Orlando, Transfiguration

Lance Hewison

    • 24 x 36 inches
    • © 2013
    • Oil on Vellum
    • Framed to 27 x 39 inches
  • Inspired by Virginia Woolf's character, Orlando from "Orlando: A Biography"

    Orlando: A Biography is an influential novel by Virginia Woolf, first published on 11 October 1928. A semi-biographical novel based in part on the life of Woolf's lover Vita Sackville-West, it is generally considered one of Woolf's most accessible novels. The novel has been influential stylistically, and is considered important in literature generally, and particularly in the history of women's writing and gender studies.
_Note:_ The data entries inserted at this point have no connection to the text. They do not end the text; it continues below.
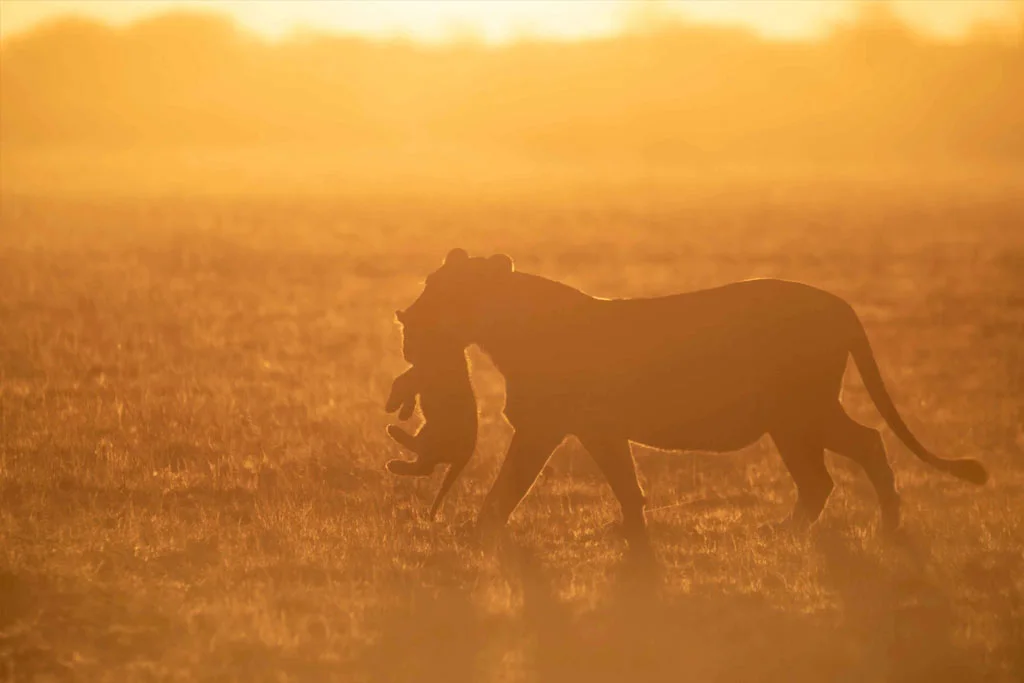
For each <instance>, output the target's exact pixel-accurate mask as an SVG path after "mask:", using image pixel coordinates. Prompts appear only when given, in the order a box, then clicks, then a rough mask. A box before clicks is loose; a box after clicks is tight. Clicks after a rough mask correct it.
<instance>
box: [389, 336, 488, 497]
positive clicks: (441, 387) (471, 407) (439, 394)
mask: <svg viewBox="0 0 1024 683" xmlns="http://www.w3.org/2000/svg"><path fill="white" fill-rule="evenodd" d="M417 395H419V397H420V410H421V412H422V413H423V418H424V420H425V422H424V424H423V426H422V427H420V430H419V431H418V432H416V433H415V434H411V433H409V432H408V431H406V430H404V429H402V428H401V427H399V426H398V425H389V426H388V428H387V433H388V435H389V436H390V437H391V438H393V439H394V440H395V441H397V442H398V443H400V444H401V445H402V446H403V447H406V449H409V450H410V451H412V452H413V453H414V454H416V456H417V457H416V460H412V461H409V460H391V461H388V463H387V469H388V471H389V472H391V473H392V474H401V475H413V476H426V475H429V474H431V473H432V472H433V471H434V468H435V467H436V466H437V465H441V464H445V463H446V464H449V469H447V472H446V473H445V474H444V479H443V481H441V487H440V488H439V489H438V492H437V496H436V497H435V498H434V503H433V505H432V506H431V508H430V516H431V517H433V516H434V515H436V513H437V510H438V509H439V508H440V505H441V502H442V501H443V500H444V496H445V495H446V494H447V492H449V489H450V488H451V487H452V484H453V483H455V480H456V478H458V476H459V473H460V472H462V470H463V468H464V467H465V466H466V463H468V462H469V459H470V458H471V457H472V455H473V451H474V450H475V449H476V430H477V416H476V397H475V396H474V395H473V386H472V384H470V381H469V362H468V360H467V359H466V354H465V352H464V351H459V352H457V353H453V354H452V355H451V356H444V357H441V358H437V359H435V360H434V361H433V362H432V364H431V365H430V366H414V367H413V368H410V369H409V370H407V371H406V372H404V373H402V374H401V375H399V376H398V377H397V378H395V380H394V382H393V383H392V384H391V393H390V395H389V396H388V399H387V403H386V404H385V407H384V410H385V411H387V412H388V413H393V412H395V411H398V418H399V419H400V420H408V419H409V418H410V417H411V416H412V414H413V410H414V409H415V408H416V397H417Z"/></svg>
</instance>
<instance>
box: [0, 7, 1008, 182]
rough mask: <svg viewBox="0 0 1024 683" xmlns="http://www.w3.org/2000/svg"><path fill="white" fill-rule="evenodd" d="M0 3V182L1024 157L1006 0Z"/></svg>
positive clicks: (237, 179)
mask: <svg viewBox="0 0 1024 683" xmlns="http://www.w3.org/2000/svg"><path fill="white" fill-rule="evenodd" d="M2 7H3V20H2V27H3V42H2V57H3V58H2V67H0V68H2V73H0V76H2V84H3V88H2V93H0V97H2V100H0V105H2V111H3V117H2V120H0V136H2V143H3V150H4V155H3V170H4V171H5V173H4V185H5V187H8V188H25V189H34V188H35V189H38V188H40V187H45V188H46V189H49V190H53V189H69V190H79V191H93V190H110V189H116V190H119V191H121V193H125V191H132V190H136V189H137V190H161V189H164V190H167V189H183V188H201V189H206V190H211V189H216V188H221V189H233V190H238V189H246V188H248V189H258V190H265V189H269V188H274V187H278V188H284V189H314V190H321V191H324V190H327V191H330V190H331V188H332V187H337V186H339V185H340V184H342V183H353V182H356V183H374V184H382V183H383V184H384V185H387V184H392V183H394V184H400V183H408V182H410V181H413V182H415V183H417V184H418V185H422V184H423V183H424V182H426V183H428V184H435V183H436V184H444V183H453V182H454V183H459V184H461V183H464V182H466V181H470V182H472V183H475V184H479V183H481V182H483V181H485V180H492V181H496V182H499V183H502V182H505V183H507V182H509V181H510V180H511V179H513V178H516V177H519V178H522V177H523V176H527V177H528V176H531V175H532V176H534V177H538V178H548V177H550V176H552V175H553V174H557V175H559V176H560V177H565V176H566V175H572V174H583V175H584V176H600V175H602V174H603V175H604V176H608V175H609V174H610V175H612V176H623V175H627V176H628V175H630V174H636V173H642V174H647V175H649V174H652V173H666V172H670V171H671V170H672V169H677V170H679V169H689V170H693V169H696V170H697V171H698V172H707V169H708V168H709V167H717V168H721V167H724V166H743V167H751V166H758V167H762V168H763V167H766V166H775V167H791V168H794V167H800V168H807V167H812V168H818V169H820V168H823V167H830V168H836V167H843V166H845V167H854V166H856V167H864V166H870V167H876V168H878V167H883V166H884V167H889V168H894V167H901V168H905V167H907V166H915V167H919V168H921V169H929V170H930V171H932V172H934V171H935V170H936V169H937V168H938V169H941V168H943V167H945V168H947V169H955V168H961V169H963V167H964V166H971V167H973V168H978V167H990V168H998V167H1002V168H1006V167H1007V166H1010V165H1015V164H1018V163H1020V162H1021V161H1022V159H1024V126H1021V125H1020V124H1021V121H1022V120H1024V95H1022V93H1024V43H1022V31H1024V29H1022V27H1024V3H1022V2H1020V0H987V1H986V0H966V1H963V2H956V1H951V0H935V1H929V0H906V1H899V0H896V1H892V2H884V1H879V2H857V1H854V0H835V1H833V2H827V1H822V2H795V1H786V0H780V1H766V2H757V3H754V2H743V1H737V2H729V1H716V2H711V1H708V2H703V1H687V0H680V1H673V0H638V1H635V2H616V1H614V0H602V1H594V2H557V1H556V2H526V3H515V2H501V1H486V0H484V1H481V2H438V3H432V2H352V3H345V2H319V1H314V2H292V3H285V2H276V3H275V2H230V1H215V2H214V1H208V2H203V1H199V2H191V1H187V0H186V1H181V2H131V1H124V0H117V1H115V2H102V1H95V0H75V1H74V2H52V1H46V0H4V2H3V5H2ZM701 169H703V171H701Z"/></svg>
    "Twisting copious incongruous strands, then, this elegant fictional portrait gives us the Lord Orlando: proto Emopoet prince; the beautiful, sensitive, brave, lonely, saucy, questing, spaniel-loving toff, with a house the size of a town and a family with exotic as well as indigenous branches to its tree; the romantic who carries in his/her breast through four centuries the life-stained manuscript of his/her one great poem, “The Oak Tree”."

    -Tilda Swinton (who played the gender-shifting Orlando in Sally Potter's 1992 film of the same name)

    "We may take advantage of this pause in the narrative to make certain statements. Orlando had become a woman--there is no denying it. But in every other respect, Orlando remained precisely as he had been."

    -Virginia Woolf, "Orlando"
  • Lance Hewison (b. 1982) lives in San Francisco, CA. He graduated Bachelor of Fine Arts from Academy of Art University, and studied painting and printmaking in Italy in 2009. He is now an instructor at Academy of Art University. Lance is represented by John Pence Gallery in San Francisco, and exhibits internationally with The Art Collective in London.

    Lance works on large canvases and panels, and utilizes oil, acrylic, encasutic, and various printmaking techniques. The compositions typically feature single or multiple figures set within stark or abstracted environments. The artist portrays a variety of figures including historical men and women, mythological archetypes, self portraiture, and people close to him. A sense of movement is stressed using loose, expressive brushwork. Depicting the specific likeness of a figure is not what he is after. Instead, he is more concerned with capturing the mysterious energy people eminate.

    "The various roles we play as human beings are often more mercurial than we might suspect. At times, they’ll suddenly slip away to reveal the unexpected. Moments like these hold great fascination for me."